What are, say, the five questions concerning transport and equity (and Helsinki) that you would like to have me ask in your behalf in Helsinki starting tomorrow in our first Stakeholder/Peer Group Dialogues? Maybe easiest if you might give me your list via eric.britton@ecoplan.org
It would also be good if you could also pop in your signature block (name, position, institution, city, etc.) so that we can properly acknowledge your ideas. You will see how this plays out in the crowdsource sections on the site here. Thanks if this works for you. And keep your eye on Equity.
Eric Britton
PS. When I sent this out first this morning to test the water to a handful of friends with deep expertise in the field of sustainable transport policy and practice in different parts of the world, an interesting and I think meaningful thing occurred. Every one of those who responded was not able to stop with five salient points as suggested. To a man/woman they all offered up six. Now THAT is already a message.
From Elizabeth Deakin
Professor of City and Regional Planning
University of California, Berkeley
1. There is always the question of intergenerational equity vs. equity for the people out there today and how to serve both interests.
2. Cars are making the lives of some better, but they are making the lives of many others worse.

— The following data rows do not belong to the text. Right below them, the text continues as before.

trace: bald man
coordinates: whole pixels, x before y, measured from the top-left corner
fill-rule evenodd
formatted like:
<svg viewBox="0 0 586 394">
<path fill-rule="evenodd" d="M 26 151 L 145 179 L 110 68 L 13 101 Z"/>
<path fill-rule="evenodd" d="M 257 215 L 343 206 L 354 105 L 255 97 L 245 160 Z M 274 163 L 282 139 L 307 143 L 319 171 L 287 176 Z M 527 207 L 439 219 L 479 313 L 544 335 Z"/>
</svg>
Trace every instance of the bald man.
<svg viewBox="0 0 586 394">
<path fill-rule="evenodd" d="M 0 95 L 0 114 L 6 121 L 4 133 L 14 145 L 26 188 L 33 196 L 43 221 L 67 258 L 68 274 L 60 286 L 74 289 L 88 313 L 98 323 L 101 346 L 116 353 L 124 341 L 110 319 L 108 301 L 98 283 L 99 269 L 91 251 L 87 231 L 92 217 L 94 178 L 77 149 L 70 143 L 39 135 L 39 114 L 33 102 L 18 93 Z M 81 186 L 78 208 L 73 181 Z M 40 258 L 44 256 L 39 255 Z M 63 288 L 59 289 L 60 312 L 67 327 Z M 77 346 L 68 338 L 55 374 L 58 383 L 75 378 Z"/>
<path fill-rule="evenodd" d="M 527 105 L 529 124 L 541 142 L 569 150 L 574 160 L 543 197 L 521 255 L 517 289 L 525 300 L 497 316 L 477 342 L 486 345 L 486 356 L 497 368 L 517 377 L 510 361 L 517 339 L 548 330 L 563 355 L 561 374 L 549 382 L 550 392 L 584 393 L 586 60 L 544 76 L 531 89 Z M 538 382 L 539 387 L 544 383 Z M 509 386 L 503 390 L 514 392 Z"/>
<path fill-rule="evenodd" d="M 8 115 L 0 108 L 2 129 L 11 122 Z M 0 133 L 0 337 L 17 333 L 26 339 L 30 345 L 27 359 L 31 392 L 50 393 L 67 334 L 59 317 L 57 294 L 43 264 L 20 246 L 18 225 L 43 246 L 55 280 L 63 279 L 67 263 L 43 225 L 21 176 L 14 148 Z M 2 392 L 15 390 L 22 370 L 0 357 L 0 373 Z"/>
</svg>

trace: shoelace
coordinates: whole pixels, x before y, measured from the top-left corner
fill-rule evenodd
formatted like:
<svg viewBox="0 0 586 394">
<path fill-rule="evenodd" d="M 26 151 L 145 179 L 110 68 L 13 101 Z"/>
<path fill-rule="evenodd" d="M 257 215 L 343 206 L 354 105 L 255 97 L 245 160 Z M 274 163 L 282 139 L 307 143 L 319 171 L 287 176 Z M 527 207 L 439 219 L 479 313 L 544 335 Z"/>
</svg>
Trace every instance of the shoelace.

Discussions of internalizing externalities seem to get very little traction. What can we do to make full cost pricing a way to move forward? Or if this is Quixotic, what other options are more likely to succeed?
3. Would free bikes for everyone be a step forward? (can you ride a bike in a burkha?)
4. Where are the children in this discussion?
5. Where are the many adults who have mobility limitations, physical or economic? (where am I in 20 35 years = I plan to stay active till I drop, but what if that is increasingly difficult? Do I have to sit by the window and knit or tat or something equally implausible?)
6. Could we reclaim most streets for people and make the cars stay in their place, on separate guideways that do not intrude on places for people?
7. How do we manage freight and urban goods delivery in a less obnoxious way?
Rory McMullan
New Mobility China
Zhuhai City, Guangdong Province, China.
skype: roryer +86 13924708082
1. Cost – how can we make transport cost the same percentage of everyone’s income? making public transport free? Subsidies?
2. Time? How can we equalise the travel time budget? (I would love a three bed with a garden near to my job in London zone 1 but instead I need to live miles out).
3. Accessibility for all. Disabled, old, young, men, women.
4. Equality of impact – e.g. Brixton in the UK has amongst the highest pollution, traffic incidents involving sub-16 year olds, lowest incomes and lowest car ownership in London.
5. What role does sharing play?
Here are my five questions for the Helsinki discussants:
1. What is equity (and what is it not)?
2. What is Equity-Based Transport?
3. Does the extraordinary Finnish equty-based education system give us a hand up for transport?
4. Who are the non-car majority and how do we serve them best
5. What is the future of the automobile in the city?
6. What does the “better than car” system look like?
7. And the role of the ITC interface?
8. Social Media roles? (It’s not 1990, eh?)
9. Are the forces for change/improvement working together in Helsinki?
10. A note on civil society and the social brain as an untapped resource
11. What would an Equity-Based Transport system for Helsinki look like? – and what would be the best way to get there?
The most urgent question you should ask Helsinki stakeholders:
Why developing public transfer is used as an excuse to destroy the most valuable green areas of our city (Vallilanlaakso and Keskuspuisto)?
Existing streets could be used instead of constructing new ones through parks, but Helsinki cityplanners are not allowed to work on the alternatives.